Objective: Advances in neonatal intensive care have increased the survival rate of premature infants, but the incidence of bronchopulmonary dysplasia (BPD) has also risen. Early markers for BPD are still unclear. This study investigates the relationship between BPD development and levels of clara cell secretory protein 16 (CC16), Transforming growth factor-β1 (TGF-β1), and caspase-3, caspase-8 and caspase-9.

Materials and Methods: On days 1, 3, 14, and 28 of life, bronchoalveolar lavage fluid and serum samples were obtained from infants born before 32 weeks gestation and intubated for respiratory distress. 41 cases, including 21 neonates with BPD and 20 without, were included.
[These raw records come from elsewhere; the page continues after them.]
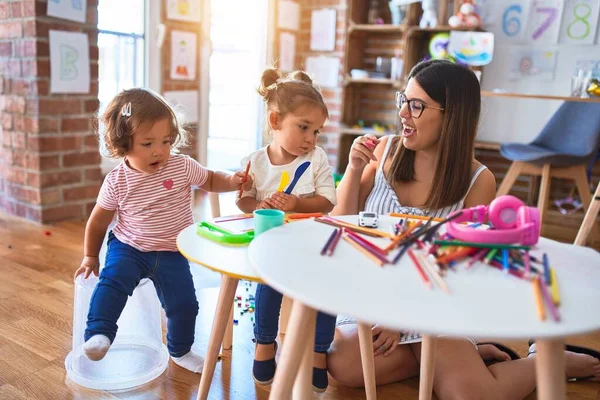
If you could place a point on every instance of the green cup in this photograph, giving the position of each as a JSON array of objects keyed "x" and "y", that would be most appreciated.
[{"x": 267, "y": 219}]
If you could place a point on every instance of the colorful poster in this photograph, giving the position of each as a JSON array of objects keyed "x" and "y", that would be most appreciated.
[
  {"x": 528, "y": 63},
  {"x": 544, "y": 21},
  {"x": 184, "y": 10},
  {"x": 510, "y": 20},
  {"x": 73, "y": 10},
  {"x": 69, "y": 62},
  {"x": 472, "y": 48},
  {"x": 580, "y": 22},
  {"x": 183, "y": 55}
]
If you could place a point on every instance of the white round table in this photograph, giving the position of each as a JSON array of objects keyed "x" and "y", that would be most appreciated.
[
  {"x": 484, "y": 302},
  {"x": 233, "y": 263}
]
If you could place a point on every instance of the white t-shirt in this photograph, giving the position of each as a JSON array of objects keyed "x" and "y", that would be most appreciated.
[{"x": 316, "y": 180}]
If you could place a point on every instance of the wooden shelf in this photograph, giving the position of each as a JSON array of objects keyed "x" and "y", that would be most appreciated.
[
  {"x": 383, "y": 28},
  {"x": 375, "y": 81},
  {"x": 488, "y": 93}
]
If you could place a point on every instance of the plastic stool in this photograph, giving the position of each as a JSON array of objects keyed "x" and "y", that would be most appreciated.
[{"x": 137, "y": 356}]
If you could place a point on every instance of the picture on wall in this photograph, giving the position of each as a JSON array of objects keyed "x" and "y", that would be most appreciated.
[
  {"x": 183, "y": 55},
  {"x": 184, "y": 10},
  {"x": 69, "y": 62},
  {"x": 532, "y": 63},
  {"x": 73, "y": 10}
]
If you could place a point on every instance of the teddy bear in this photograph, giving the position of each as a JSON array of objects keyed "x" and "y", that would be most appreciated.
[
  {"x": 466, "y": 16},
  {"x": 429, "y": 18}
]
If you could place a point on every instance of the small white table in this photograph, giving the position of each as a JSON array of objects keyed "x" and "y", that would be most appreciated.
[
  {"x": 483, "y": 301},
  {"x": 233, "y": 264}
]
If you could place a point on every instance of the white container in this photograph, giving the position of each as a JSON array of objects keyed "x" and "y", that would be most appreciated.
[{"x": 137, "y": 355}]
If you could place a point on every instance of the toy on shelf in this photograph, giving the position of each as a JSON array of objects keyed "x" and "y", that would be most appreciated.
[
  {"x": 429, "y": 18},
  {"x": 466, "y": 17}
]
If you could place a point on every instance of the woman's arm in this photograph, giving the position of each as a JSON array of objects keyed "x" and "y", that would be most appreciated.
[
  {"x": 358, "y": 181},
  {"x": 483, "y": 190}
]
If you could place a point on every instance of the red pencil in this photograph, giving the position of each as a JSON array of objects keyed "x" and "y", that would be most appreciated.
[{"x": 244, "y": 180}]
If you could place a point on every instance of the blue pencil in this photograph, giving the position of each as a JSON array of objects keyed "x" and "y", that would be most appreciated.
[
  {"x": 328, "y": 242},
  {"x": 547, "y": 270},
  {"x": 505, "y": 263}
]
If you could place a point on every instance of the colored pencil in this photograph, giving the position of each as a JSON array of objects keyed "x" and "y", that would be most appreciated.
[
  {"x": 538, "y": 299},
  {"x": 244, "y": 180},
  {"x": 554, "y": 287},
  {"x": 328, "y": 243},
  {"x": 546, "y": 270},
  {"x": 480, "y": 245},
  {"x": 434, "y": 274},
  {"x": 546, "y": 295},
  {"x": 419, "y": 268},
  {"x": 336, "y": 239},
  {"x": 303, "y": 215},
  {"x": 363, "y": 251},
  {"x": 414, "y": 217}
]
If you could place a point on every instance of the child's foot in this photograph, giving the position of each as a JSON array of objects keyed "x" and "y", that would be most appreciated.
[
  {"x": 491, "y": 352},
  {"x": 578, "y": 365},
  {"x": 264, "y": 366},
  {"x": 96, "y": 347},
  {"x": 190, "y": 361}
]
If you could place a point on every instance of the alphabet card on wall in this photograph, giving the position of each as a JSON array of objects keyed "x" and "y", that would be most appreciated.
[
  {"x": 183, "y": 55},
  {"x": 69, "y": 62},
  {"x": 580, "y": 22},
  {"x": 73, "y": 10},
  {"x": 510, "y": 20},
  {"x": 544, "y": 22}
]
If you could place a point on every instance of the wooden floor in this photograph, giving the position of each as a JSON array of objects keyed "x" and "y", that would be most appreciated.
[{"x": 36, "y": 306}]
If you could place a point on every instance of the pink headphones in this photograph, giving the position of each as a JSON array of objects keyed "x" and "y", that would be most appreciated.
[{"x": 512, "y": 222}]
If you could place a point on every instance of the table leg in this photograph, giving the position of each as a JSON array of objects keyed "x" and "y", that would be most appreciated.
[
  {"x": 550, "y": 369},
  {"x": 228, "y": 338},
  {"x": 303, "y": 384},
  {"x": 428, "y": 352},
  {"x": 293, "y": 351},
  {"x": 226, "y": 293},
  {"x": 365, "y": 340}
]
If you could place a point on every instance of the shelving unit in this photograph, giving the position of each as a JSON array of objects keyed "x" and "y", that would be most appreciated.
[{"x": 372, "y": 99}]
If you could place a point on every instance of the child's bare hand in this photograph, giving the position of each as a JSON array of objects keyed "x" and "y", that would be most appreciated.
[
  {"x": 239, "y": 179},
  {"x": 283, "y": 201},
  {"x": 88, "y": 265},
  {"x": 265, "y": 205}
]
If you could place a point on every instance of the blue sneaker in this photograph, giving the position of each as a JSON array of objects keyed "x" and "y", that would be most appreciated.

Results: CC16 levels were consistently higher in the BPD group, peaking on day 3, with significant differences on days 14 and 28 (p<0.05). TGF-β1 was highest on day 1 in the BPD group, decreasing by day 3, but remained higher than in controls (p<0.05). Caspase levels were similar on day 1 but significantly higher in the BPD group on day 3. On day 14, all caspase levels decreased, with caspase-3 continuing to decrease on day 28 while caspase-8 and caspase-9 rose again. Increased uncontrolled apoptosis, particularly through the extrinsic pathway, was linked to BPD development.

Conclusion: CC16, TGF-β1, and caspases are potential early markers for BPD and could guide new treatment modalities.